28 Mar 2013

Self-destructive agricultural subsidies

I just bought some olive oil at my local market.

This photo is not very clear, but you should be able to see that "traditional" olive oil (left) is more expensive than the "extra virgin" kind that we know to be the most expensive to produce (it comes from the first press of the olives).

Is this an illusion or is extra virgin actually cheaper to produce? No and yes.

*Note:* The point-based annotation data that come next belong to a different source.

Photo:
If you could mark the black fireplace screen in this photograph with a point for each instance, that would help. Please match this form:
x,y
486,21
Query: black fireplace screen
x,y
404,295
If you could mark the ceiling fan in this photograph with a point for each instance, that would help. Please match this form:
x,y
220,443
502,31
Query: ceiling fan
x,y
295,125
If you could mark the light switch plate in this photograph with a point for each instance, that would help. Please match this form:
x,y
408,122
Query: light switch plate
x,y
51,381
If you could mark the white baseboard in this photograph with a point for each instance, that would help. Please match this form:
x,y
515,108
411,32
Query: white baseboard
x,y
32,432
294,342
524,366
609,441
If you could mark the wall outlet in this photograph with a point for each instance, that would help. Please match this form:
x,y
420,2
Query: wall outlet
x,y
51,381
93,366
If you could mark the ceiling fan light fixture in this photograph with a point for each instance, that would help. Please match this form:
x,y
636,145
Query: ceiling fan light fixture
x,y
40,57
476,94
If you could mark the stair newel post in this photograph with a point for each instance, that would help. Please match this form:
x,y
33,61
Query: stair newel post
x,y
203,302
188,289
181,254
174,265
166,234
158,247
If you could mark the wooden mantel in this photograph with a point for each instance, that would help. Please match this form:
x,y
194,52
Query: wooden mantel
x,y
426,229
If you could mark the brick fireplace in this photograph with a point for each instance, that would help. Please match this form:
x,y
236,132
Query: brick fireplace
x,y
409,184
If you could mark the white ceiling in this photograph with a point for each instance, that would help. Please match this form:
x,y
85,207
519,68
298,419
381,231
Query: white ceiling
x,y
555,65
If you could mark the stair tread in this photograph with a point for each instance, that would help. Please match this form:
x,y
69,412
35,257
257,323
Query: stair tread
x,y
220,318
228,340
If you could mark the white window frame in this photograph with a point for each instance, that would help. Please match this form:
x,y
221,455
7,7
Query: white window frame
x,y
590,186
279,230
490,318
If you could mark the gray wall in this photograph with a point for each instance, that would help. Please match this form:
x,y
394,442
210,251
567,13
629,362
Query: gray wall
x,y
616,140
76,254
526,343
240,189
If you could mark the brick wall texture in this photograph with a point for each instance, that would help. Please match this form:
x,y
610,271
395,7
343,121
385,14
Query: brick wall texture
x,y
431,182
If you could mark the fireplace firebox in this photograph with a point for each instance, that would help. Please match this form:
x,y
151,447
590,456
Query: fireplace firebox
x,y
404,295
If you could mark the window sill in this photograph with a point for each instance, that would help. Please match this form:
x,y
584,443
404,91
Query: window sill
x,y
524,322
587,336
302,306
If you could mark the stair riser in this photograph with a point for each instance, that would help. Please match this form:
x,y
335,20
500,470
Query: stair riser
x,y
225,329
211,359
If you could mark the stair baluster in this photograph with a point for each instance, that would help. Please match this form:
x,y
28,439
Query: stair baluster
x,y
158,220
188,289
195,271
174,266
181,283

No, because it's actually more expensive to produce extra virgin olive oil. Yes, because the EU subsidizes extra virgin olive oil, so producers have an incentive to produce more of it. Excess supply means that it price is lower than "traditional" (cheaper) olive oil.*

How bad are those subsidies? I asked my students [PDF] to find the top exports from the Netherlands and Spain (by value), calculate how much "embedded" water was exported to the main buyers of those products, find the water stress in each trading partner, and then calculate the value per cubic meter of water exported.**

The students got lots of answers on this question (the lack of authoritative data is disturbing when the EU spends 45 percent of its budget on CAP subsidies to farmers), but I got the following numbers [XLSX spreadsheet]:
Dutch (water stress 0.10) tomato exports to Germany (0.19): $41/ton of water
Spanish (0.30) olive oil exports to Italy (0.25): $0.20/ton of water
These numbers highlight Spain's disastrous agricultural practices, first in the low value of Spanish water exports compared to Dutch water exports. Second, in the fact that the Netherlands is exporting water to a higher water stress region (lowering Germany's need to use water), while Spain is exacerbating its stress by sending water to a place that does not need it as much.

Bottom Line: EU subsidies encourage Spanish farmers to export scarce water in a crop that's not even profitable to a country that has more water and whose farmers are undercut by subsidized competition. Subsidies, in other words, waste money and water and distort behavior.*** Reform the CAP!

* Subsidies increase production of ALL olives, which makes it easier to produce extra virgin olive oil, which traditionally attracts higher profits. The flood of olive oil has, however, overwhelmed static demand, so the price falls faster for extra virgin than traditional, which can be mixed into other products.

** Note that this is gross value per cubic meter of embedded water, which is NOT the same as value added per cubic meter. That calculation would consider the relative contributions of land, labor, capital, etc. to value, but it's hard to do right. This number gives you an upper limit on value and an interesting point of comparison for the use/value of water.

*** How bad goes it get? How about a black market in which Chinese ship (subsidized) European milk powder home to parents who do not trust local milk? In the US, subsidies take money from the poor to give to the rich.